Many people, of course, will claim ignorance that it's still about. But the show continues to attract respectable audiences, even if they are five or so times fewer than the 18 million who watched in its pomp, when the wrinkles in Nora Batty's stockings were still driving Compo wild with exquisitely painful unrequited lust and Sunday somehow wasn't Sunday without – yes, you knew I'd get round to it pretty soon – that bathtub careering down some slope or other.
Mind you, I haven't watched it at all regularly myself for some time now, but that's part of the point of it: rather like the House of Lords, The Mousetrap, The Roses cricket match, Tony Benn, Melvyn Bragg's hair, Ken Dodd, John Humphrys, Linda Snell, Sir Cliff, Bingo, and Lord Tebbit, wherever you were you knew they were happily chuntering on and all was well; well, comparatively.

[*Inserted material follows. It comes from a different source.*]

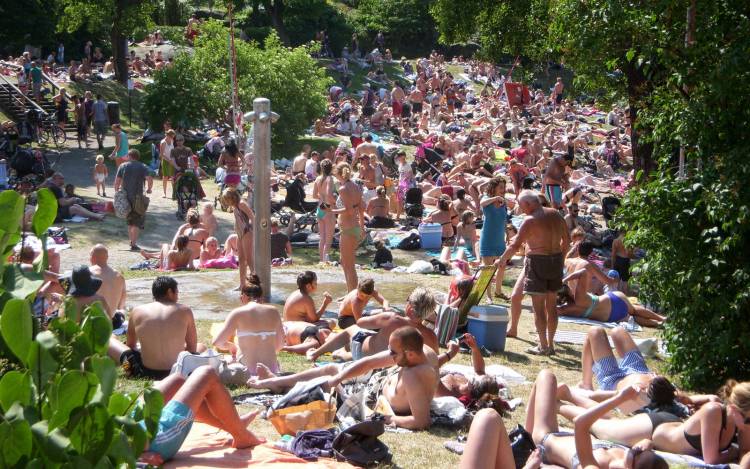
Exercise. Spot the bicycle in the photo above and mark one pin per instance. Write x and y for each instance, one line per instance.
(48, 129)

Like the House of Lords, too, it could find a place for old friends about whose prospects, and, indeed survival, you might have worried: two great stalwarts of British comedy, Russ Abbott, and Burt Kwouk, for example, have recently been enlivening the classic clash between plain people speaking as they find and plain daft people misbehaving as they will; between the young and middle-aged who have to take themselves seriously and the old-aged who, with glorious relief and exceptions, don't have to bother any more.

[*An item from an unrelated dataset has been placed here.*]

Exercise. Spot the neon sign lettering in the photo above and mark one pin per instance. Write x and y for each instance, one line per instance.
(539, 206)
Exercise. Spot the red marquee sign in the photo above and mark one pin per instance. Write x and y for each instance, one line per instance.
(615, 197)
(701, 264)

It's the inspiration of Roy Clarke, one of our finest comedy writers, as acute, cute and clever in his way as his fellow Yorkshireman, Alan Bennett; see also the keen social tics and aspirations of Ronnie Barker's shopkeeper in Open All Hours and Patricia Routledge's awesome Hyacinth Bucket (pronounced, please, Bouquet). Clarke, now 80, has, remarkably, written every episode.
So please hum gently to yourself Ronnie Hazlehurst's finely wistful theme as we take you for a trip down and back to Holmfirth with the aid of these memory joggers: Compo, Cleggy and Nora; Foggy Dewhurst, Seymour Utterthwaite and Truly Truelove; Entwistle, Sid and Ivy; Auntie Wainwright, Wesley Pegden and all. They've all been in it, too, you know: June Whitfield, Thora Hird, Dora Bryan: any strong northern woman you'd be wise to admire from a distance, and any number of recklessly foolish men, including Norman Wisdom, Eric Sykes and, it says here, John Cleese.
It remains to add the de rigeur list at these times of other events in 1973: Watergate, The Cold War and The Dark Side of the Moon. Peter Andre and Ole Gunnar Solskjær were born and Picasso and Auden died, but I don't think there's any connection.
And to salute the great Peter Sallis, possessor of a northern accent not half bad for a Londoner. He's not only played Clegg from the very beginning but also that ineffable turophile, Wallace, Gromit's pet. And still with us, unlike Compo (Bill Owen) and Nora Batty (Kathy Staff). He's 89 now, as is Frank Thornton, Truelove as well as the magnificent Captain Peacock of Are You Being Served. Tempus fugit, sadly. I did ask the BBC how many times the bath had travelled, but they must still be counting.